History

Kokoreç entered Istanbul's late-night street-food scene from the Balkans and Asia Minor in the early 20th century, with the canonical operators clustering around Şampiyon Kokoreç on Beyoglu's pedestrian arteries from 1977. The dish is a regulated Turkish PDO product: only lamb intestine over 24cm in length and meeting strict cleaning protocols qualifies. Şampiyon Kokoreç, Karaköy late-night counters and the Beyoğlu after-midnight stands serve the canonical version.

Common allergens: Gluten

Make it at home

Yield 4Hands-on 1 hr 30 minTotal 3 hrDifficulty Advanced

Ingredients

  • 1.5kg lamb intestines (bağırsak), pre-cleaned by a Turkish or Halal butcher
  • 500g mixed lamb offal: heart, kidney, sweetbread, liver (in roughly equal parts), trimmed and cut into 3cm chunks
  • 2 lemons, juiced
  • 1 tablespoon salt for cleaning
  • 4 long flat metal skewers
  • 100g lamb fat or kuyrukyağı (tail fat), in small pieces
  • 100ml sunflower oil for brushing
  • 1 tablespoon dried oregano
  • 1 tablespoon Turkish pul biber (Aleppo pepper flakes)
  • 1 large ripe tomato, very finely diced
  • 1 small bunch flat-leaf parsley, finely chopped
  • Salt and freshly ground black pepper
  • 4 large Turkish bread rolls or half-baguettes

Method

  1. Rinse the cleaned intestines thoroughly inside and out.

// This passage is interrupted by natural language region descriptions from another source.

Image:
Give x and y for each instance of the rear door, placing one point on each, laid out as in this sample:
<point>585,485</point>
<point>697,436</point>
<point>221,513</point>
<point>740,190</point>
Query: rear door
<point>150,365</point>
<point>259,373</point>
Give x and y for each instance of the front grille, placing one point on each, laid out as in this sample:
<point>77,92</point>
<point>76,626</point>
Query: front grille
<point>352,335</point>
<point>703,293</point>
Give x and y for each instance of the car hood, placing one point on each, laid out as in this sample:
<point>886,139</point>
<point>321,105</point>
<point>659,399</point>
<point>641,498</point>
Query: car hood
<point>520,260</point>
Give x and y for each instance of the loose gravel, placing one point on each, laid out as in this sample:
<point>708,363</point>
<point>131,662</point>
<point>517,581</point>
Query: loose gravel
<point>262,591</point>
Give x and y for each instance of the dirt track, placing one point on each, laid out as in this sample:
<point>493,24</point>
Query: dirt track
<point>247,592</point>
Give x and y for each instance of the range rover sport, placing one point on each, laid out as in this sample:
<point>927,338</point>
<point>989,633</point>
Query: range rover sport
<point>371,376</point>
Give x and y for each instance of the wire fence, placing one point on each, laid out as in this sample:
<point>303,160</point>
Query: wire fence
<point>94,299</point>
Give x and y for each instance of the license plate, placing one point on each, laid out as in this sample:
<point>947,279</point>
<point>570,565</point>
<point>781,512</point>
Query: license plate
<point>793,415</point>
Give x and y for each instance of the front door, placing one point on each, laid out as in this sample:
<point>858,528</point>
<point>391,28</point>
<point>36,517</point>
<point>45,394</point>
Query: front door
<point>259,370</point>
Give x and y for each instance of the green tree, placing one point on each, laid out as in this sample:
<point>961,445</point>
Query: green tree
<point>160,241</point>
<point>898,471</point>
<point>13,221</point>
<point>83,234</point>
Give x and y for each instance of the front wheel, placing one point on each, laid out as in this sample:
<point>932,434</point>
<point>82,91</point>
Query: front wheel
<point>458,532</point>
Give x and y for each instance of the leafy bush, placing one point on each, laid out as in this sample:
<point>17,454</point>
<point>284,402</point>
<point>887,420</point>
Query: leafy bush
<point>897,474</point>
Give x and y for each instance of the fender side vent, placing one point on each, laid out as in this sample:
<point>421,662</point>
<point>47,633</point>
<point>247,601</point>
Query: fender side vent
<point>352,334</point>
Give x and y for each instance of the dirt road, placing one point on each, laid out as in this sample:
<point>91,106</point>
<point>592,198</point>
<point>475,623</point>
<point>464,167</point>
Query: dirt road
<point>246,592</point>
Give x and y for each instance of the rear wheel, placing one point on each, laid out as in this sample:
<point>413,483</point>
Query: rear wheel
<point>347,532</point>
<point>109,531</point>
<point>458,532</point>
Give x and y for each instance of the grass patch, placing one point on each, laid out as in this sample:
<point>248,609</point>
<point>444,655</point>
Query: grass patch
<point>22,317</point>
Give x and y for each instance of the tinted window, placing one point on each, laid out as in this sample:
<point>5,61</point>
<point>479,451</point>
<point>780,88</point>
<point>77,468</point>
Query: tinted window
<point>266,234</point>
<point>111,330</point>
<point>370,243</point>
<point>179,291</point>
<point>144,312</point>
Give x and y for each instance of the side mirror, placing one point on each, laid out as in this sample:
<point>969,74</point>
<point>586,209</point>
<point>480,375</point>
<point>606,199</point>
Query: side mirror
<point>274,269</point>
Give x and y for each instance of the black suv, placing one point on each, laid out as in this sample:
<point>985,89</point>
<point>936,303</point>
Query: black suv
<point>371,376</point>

Soak in cold water with lemon juice and a tablespoon of salt for 1 hour. Rinse again.
  2. Thread the offal chunks tightly onto two of the skewers, alternating with pieces of lamb fat. Pack firmly so the kebab is dense.
  3. Take the long intestine and wrap it tightly around the offal-loaded skewers in a continuous spiral, tucking the ends in. The intestine should completely encase the offal.
  4. Light a charcoal grill and let it burn down to a hot bed of glowing coals.
  5. Set the wrapped skewers on the grill. Cook 60 to 75 minutes, turning regularly, brushing with sunflower oil. The intestine should crisp to deep brown all over and the offal cook through.
  6. Lift onto a heavy wooden board. Chop the kokoreç finely with a cleaver into small pieces.
  7. Scatter oregano, pul biber, diced tomato, parsley, salt and pepper over the chopped kokoreç and toss together briefly on the hot board.
  8. Stuff into split warm bread, eat immediately at the bar.

Tip from the editors. Pre-cleaned lamb intestine from a Halal or Turkish butcher is essential; the cleaning is unpleasant.